Climate change is having a damaging effect in Australia as shifting Antarctic winds dry out southern parts of the country, new research suggests.
Loss of rain combined with unprecedented hot weather this year is "ominous for communities and the environment", according to Dr Nerilie Abram from the Australian National University.
She added: "Our findings confirm that climate change is already having an impact on parts of Australia.
"Antarctica and the Southern Ocean are remote but this region influences Australia's heatwaves, affects whether our crops get the winter rainfall they need and determines how quickly our ocean levels rise."
Winter rainfall in south-west Australia had declined by more than 20% since the 1970s because of the shifting westerly rain belt, the study showed.
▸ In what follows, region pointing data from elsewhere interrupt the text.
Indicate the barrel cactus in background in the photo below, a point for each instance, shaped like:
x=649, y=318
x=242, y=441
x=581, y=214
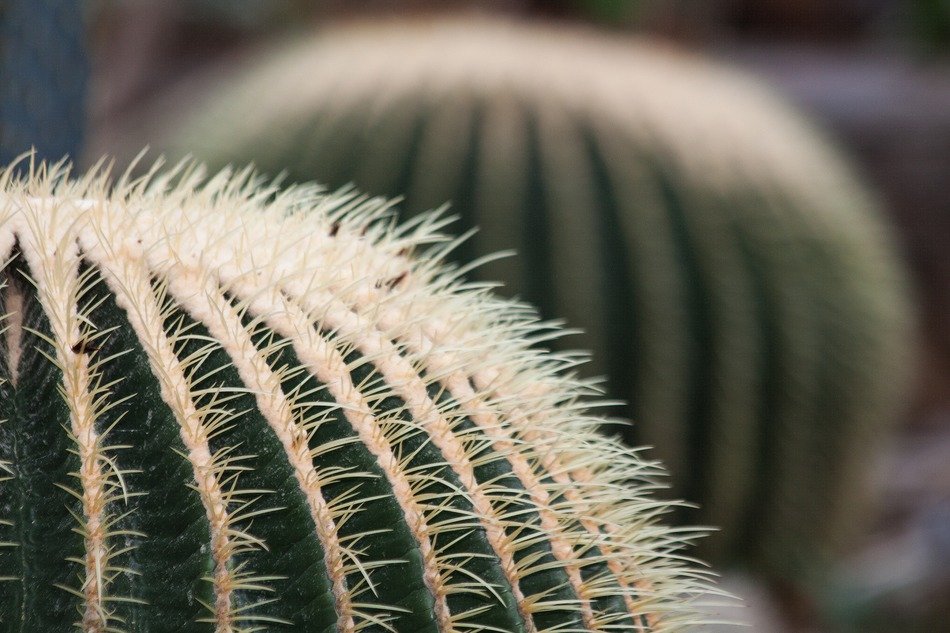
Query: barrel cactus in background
x=227, y=409
x=43, y=74
x=733, y=277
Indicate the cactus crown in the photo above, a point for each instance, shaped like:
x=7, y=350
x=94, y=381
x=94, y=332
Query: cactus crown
x=231, y=408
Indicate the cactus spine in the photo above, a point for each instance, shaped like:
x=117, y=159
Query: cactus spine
x=227, y=408
x=731, y=274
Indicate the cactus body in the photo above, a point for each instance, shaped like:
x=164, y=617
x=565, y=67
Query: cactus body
x=228, y=409
x=731, y=274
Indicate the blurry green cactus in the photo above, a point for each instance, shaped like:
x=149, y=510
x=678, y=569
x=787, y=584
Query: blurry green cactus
x=732, y=276
x=228, y=409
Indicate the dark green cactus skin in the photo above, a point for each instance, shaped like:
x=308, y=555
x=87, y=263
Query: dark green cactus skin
x=228, y=409
x=732, y=275
x=43, y=76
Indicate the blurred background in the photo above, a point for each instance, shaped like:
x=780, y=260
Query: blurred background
x=874, y=75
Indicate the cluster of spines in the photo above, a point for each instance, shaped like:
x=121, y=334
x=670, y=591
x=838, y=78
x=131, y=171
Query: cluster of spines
x=730, y=272
x=326, y=391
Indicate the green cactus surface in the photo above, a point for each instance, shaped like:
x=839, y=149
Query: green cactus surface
x=731, y=274
x=227, y=408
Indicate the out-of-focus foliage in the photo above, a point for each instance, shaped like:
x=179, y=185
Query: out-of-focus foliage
x=729, y=271
x=43, y=77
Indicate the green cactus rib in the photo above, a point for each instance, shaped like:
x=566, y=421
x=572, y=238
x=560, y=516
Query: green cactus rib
x=228, y=408
x=731, y=275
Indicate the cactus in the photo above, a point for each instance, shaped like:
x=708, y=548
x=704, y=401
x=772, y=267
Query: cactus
x=227, y=408
x=732, y=275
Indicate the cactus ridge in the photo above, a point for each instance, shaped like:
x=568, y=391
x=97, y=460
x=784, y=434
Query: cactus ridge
x=231, y=408
x=730, y=272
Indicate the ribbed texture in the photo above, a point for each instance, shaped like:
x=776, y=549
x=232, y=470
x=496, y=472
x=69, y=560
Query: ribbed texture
x=731, y=275
x=226, y=408
x=43, y=75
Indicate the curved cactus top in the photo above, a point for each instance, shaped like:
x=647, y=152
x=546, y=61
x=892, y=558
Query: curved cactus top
x=731, y=273
x=228, y=408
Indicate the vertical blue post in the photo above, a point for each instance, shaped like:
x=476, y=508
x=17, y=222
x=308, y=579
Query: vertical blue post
x=44, y=70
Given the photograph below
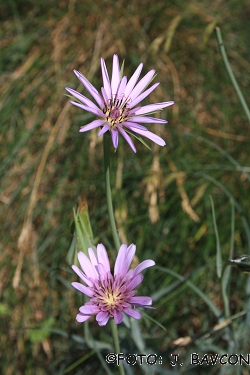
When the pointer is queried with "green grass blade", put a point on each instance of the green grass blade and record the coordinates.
(219, 264)
(230, 73)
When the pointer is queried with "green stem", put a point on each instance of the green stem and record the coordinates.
(106, 146)
(116, 343)
(230, 72)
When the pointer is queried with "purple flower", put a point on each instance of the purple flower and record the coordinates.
(110, 295)
(117, 104)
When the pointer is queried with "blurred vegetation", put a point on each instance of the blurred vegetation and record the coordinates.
(162, 199)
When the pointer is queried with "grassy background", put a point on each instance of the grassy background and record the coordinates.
(162, 201)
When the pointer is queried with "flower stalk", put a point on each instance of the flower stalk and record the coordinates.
(116, 343)
(106, 147)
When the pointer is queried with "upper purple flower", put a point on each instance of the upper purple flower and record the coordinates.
(110, 295)
(117, 104)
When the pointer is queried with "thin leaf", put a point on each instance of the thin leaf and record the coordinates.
(218, 248)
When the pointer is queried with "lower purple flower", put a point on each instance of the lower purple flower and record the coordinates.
(110, 296)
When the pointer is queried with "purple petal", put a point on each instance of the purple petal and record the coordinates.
(103, 257)
(91, 89)
(128, 139)
(115, 80)
(105, 78)
(96, 111)
(102, 318)
(145, 264)
(143, 95)
(105, 97)
(148, 120)
(128, 124)
(84, 289)
(118, 317)
(89, 309)
(105, 128)
(124, 259)
(131, 312)
(155, 138)
(152, 108)
(114, 135)
(87, 266)
(92, 125)
(82, 98)
(133, 80)
(82, 318)
(140, 300)
(142, 84)
(82, 276)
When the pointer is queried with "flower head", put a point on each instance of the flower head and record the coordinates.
(110, 295)
(116, 105)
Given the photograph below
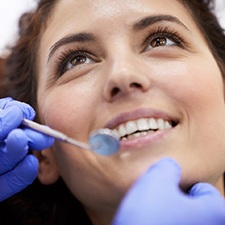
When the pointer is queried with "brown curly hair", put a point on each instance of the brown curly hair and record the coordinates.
(54, 204)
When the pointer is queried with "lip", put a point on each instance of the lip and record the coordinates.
(137, 114)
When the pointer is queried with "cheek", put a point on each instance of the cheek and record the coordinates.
(68, 109)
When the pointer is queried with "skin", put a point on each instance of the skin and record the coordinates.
(124, 78)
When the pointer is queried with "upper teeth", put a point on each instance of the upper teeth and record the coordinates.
(142, 125)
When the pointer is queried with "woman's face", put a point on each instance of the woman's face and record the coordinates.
(131, 66)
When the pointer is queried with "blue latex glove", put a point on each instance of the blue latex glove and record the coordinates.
(18, 169)
(156, 199)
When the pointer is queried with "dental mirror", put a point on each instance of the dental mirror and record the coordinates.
(102, 141)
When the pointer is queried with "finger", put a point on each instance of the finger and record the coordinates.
(166, 171)
(9, 119)
(37, 140)
(204, 190)
(5, 101)
(28, 111)
(16, 148)
(161, 179)
(19, 178)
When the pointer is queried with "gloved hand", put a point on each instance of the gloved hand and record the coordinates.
(18, 169)
(156, 199)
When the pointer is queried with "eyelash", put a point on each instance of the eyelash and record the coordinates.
(68, 55)
(166, 32)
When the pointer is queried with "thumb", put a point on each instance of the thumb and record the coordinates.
(204, 190)
(163, 173)
(162, 177)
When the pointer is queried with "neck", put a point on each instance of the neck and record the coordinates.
(220, 186)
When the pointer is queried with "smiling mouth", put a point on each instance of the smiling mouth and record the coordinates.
(141, 127)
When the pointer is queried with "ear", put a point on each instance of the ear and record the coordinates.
(48, 172)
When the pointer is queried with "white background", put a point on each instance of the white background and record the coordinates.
(10, 10)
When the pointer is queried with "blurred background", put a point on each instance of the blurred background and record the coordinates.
(10, 10)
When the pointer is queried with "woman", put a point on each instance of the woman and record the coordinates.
(151, 71)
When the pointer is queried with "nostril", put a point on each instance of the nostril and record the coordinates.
(135, 85)
(115, 91)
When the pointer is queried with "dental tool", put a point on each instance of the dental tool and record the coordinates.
(102, 141)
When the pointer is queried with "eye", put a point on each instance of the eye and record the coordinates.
(73, 58)
(161, 41)
(77, 60)
(163, 37)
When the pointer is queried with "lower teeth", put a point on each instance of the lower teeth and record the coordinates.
(138, 134)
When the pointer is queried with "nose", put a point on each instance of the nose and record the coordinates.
(125, 76)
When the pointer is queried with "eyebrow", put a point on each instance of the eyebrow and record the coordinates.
(88, 37)
(80, 37)
(150, 20)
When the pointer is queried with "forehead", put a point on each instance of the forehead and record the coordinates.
(100, 15)
(92, 13)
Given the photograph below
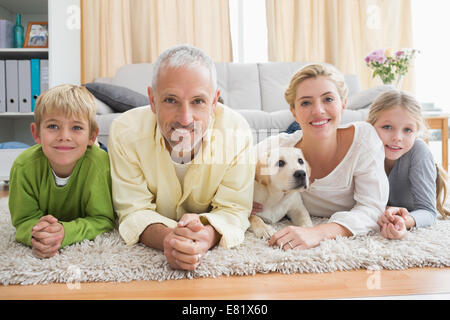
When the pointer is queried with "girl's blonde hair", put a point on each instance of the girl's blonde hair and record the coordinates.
(314, 71)
(71, 101)
(396, 98)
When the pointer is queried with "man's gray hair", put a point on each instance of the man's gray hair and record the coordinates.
(186, 56)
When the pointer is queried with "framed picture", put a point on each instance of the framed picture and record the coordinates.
(36, 35)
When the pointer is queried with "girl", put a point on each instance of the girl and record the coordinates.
(415, 181)
(348, 183)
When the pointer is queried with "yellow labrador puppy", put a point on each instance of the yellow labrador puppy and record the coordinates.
(281, 174)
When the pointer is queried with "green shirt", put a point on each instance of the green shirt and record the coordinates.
(83, 206)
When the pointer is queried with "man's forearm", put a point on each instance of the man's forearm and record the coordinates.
(215, 236)
(153, 236)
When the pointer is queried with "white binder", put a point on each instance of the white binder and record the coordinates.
(2, 87)
(24, 86)
(12, 86)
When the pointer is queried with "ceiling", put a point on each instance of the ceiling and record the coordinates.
(25, 6)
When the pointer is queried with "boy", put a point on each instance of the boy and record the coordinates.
(60, 188)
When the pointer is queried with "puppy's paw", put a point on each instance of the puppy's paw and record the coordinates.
(264, 232)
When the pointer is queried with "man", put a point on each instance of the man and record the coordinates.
(187, 159)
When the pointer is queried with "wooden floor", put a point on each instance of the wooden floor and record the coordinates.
(273, 286)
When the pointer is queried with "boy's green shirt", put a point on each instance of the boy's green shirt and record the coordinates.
(83, 206)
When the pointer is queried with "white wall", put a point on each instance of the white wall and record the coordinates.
(64, 32)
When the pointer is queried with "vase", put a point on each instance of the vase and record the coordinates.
(396, 83)
(18, 32)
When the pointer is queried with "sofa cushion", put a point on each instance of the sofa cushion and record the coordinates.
(365, 98)
(103, 108)
(239, 85)
(274, 79)
(265, 124)
(118, 98)
(136, 76)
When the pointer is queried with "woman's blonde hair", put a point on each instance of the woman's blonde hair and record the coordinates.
(314, 71)
(396, 98)
(71, 101)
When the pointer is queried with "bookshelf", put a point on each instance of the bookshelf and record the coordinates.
(23, 53)
(63, 54)
(15, 126)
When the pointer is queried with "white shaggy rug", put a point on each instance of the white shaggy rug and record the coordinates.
(108, 258)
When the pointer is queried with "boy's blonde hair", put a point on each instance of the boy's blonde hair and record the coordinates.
(71, 101)
(396, 98)
(314, 71)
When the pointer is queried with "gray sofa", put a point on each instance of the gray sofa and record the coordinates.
(256, 90)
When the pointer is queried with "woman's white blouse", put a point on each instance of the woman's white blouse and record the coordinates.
(356, 192)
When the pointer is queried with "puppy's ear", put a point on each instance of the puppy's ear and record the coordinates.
(308, 170)
(263, 179)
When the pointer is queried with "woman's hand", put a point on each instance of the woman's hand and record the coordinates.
(395, 230)
(257, 207)
(390, 213)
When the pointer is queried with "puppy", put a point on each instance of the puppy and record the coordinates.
(281, 174)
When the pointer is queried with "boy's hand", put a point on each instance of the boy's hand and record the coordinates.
(47, 236)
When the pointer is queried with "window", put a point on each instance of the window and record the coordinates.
(432, 67)
(248, 30)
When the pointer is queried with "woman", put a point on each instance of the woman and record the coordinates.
(348, 182)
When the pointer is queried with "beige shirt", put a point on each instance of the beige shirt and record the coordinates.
(218, 184)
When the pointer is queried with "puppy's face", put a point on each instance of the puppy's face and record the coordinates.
(283, 168)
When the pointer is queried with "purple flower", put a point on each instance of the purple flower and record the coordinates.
(377, 55)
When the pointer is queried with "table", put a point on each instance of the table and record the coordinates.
(440, 121)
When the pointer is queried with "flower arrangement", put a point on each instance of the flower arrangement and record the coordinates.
(390, 67)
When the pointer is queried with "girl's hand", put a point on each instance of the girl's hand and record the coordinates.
(293, 237)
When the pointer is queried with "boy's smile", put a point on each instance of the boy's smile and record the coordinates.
(64, 141)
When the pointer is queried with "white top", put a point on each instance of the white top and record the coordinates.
(356, 192)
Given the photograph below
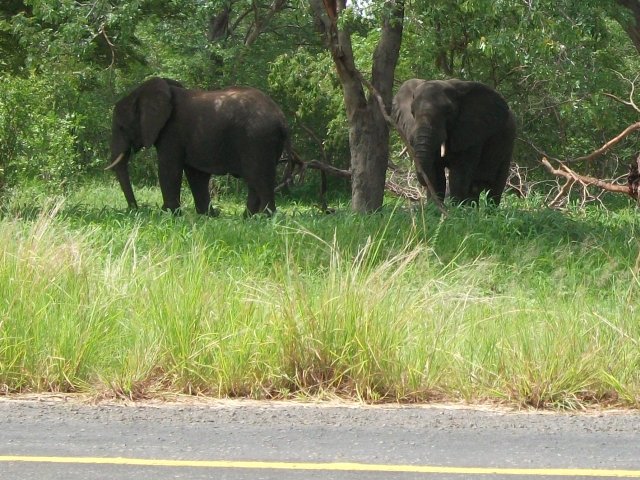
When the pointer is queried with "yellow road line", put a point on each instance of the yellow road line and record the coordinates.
(348, 467)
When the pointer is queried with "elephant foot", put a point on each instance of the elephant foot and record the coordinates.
(213, 211)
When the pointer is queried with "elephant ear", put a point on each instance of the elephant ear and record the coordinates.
(401, 108)
(154, 109)
(482, 112)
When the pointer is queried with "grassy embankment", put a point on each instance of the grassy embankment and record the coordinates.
(523, 305)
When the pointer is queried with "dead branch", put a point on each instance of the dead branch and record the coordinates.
(573, 178)
(611, 143)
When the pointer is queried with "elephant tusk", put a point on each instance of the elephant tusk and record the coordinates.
(116, 161)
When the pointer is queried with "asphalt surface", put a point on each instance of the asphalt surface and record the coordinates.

Perth now relies on a desalination plant to supplement its water supplies.
Southward shifts in westerly winds that circle the Southern Ocean were clearly linked to human effects such as rising levels of greenhouse gases and ozone depletion, said the scientists writing in the journal Nature Climate Change.
The team compared recent Antarctic climate trends with past fluctuations using information from ice cores and computer simulations.
British lead author Dr Julie Jones, from the University of Sheffield, said Antarctic climate was like a giant jigsaw puzzle with most of the pieces still missing.
"At face value, many of the climate trends in Antarctica seem counter-intuitive for a warming world," she said.
"Scientists have good theories for why, but these ideas are still difficult to prove with the short records we are working with."